Una luz, un foco que venía desde el cielo de las tinieblas, me alumbró. En ese instante, la oscuridad se convirtió en miles de pares de ojos que se fijaron en mí. Se encontraban lejos, pero la luz los atraía, venían en mi dirección. Una soga comenzó bajar, con lentitud, desde la fuente de la luminiscencia.
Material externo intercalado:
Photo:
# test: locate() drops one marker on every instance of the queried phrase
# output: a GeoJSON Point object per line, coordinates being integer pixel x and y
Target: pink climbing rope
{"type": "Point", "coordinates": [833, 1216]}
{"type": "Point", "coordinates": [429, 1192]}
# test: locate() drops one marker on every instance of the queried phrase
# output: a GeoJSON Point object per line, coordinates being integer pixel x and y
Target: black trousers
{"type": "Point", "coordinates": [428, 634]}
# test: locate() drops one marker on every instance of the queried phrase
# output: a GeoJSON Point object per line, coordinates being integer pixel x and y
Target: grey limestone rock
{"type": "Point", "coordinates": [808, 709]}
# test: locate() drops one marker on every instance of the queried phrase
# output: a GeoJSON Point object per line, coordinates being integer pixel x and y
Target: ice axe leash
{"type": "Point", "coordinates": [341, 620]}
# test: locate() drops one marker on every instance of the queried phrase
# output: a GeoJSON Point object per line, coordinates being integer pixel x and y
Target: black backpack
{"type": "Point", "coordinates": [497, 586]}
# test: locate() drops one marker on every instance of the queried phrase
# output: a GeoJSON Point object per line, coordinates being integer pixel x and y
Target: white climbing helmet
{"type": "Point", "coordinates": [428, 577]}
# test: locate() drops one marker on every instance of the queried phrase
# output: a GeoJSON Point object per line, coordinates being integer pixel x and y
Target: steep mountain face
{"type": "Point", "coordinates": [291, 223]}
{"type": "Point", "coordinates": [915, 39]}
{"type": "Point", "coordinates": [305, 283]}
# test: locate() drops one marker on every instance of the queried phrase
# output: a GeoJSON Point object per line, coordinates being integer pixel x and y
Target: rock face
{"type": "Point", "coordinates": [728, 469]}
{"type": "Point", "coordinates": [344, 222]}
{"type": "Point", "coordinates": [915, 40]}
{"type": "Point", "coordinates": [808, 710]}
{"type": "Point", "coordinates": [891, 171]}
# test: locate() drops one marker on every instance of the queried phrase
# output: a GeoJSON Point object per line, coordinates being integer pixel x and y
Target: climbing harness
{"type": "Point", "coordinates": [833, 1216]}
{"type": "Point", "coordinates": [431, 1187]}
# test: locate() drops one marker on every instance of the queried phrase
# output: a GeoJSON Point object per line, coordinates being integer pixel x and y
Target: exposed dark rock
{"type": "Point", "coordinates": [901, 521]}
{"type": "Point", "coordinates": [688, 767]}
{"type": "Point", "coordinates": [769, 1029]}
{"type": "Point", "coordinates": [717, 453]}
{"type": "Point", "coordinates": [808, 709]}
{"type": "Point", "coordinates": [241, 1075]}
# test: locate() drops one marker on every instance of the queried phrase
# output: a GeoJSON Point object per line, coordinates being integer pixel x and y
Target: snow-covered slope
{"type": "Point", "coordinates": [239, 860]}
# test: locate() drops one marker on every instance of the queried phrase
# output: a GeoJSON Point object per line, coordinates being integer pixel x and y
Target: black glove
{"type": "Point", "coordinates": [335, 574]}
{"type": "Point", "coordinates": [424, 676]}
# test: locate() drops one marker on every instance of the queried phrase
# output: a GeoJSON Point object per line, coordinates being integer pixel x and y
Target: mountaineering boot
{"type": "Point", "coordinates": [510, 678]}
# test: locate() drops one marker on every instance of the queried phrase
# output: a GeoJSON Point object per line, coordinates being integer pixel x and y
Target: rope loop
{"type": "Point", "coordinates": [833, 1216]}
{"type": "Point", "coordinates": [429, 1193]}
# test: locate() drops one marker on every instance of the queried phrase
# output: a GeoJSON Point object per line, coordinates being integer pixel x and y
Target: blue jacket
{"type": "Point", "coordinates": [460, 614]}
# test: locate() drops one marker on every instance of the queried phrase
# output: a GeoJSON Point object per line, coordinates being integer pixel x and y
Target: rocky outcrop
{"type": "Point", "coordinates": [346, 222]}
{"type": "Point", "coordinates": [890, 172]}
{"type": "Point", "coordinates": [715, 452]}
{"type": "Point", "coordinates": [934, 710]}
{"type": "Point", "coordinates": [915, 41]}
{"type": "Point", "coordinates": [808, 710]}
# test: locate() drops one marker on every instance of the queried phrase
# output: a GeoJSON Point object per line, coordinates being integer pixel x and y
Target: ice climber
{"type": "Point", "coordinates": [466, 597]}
Los ojos se acercaban con la velocidad de la fiereza, de la urgencia. Deseaban mi luz.
Por instinto, salté. Cuando sentí la rugosidad de la cuerda en mis manos, me aferré con fuerza. Me relaje por un momento, solo para entender que la soga me elevaba hacia un brillo sin fin, sin forma. Apreté con fuerza los parpados, ya no deseaba ver.
La curiosidad pudo más que yo cuando sentí que mi ascenso se había detenido. Estaba en una caverna, iluminada por dos amplios ventanales, que se abrían y se cerraban de forma errática. Busqué una salida, pero no existía. A través de las ventanas se observaba un cielo azul, de cuadraditos simétricos. Eran azulejos.
De pronto, todo comenzó a moverse, a temblar, a flotar. Dos ojos gigantes, verdes, me miraban con ternura. Quise gritar, tratar de llamar la atención, hasta que mi madre me llevó hasta su pecho y sacié mi hambre.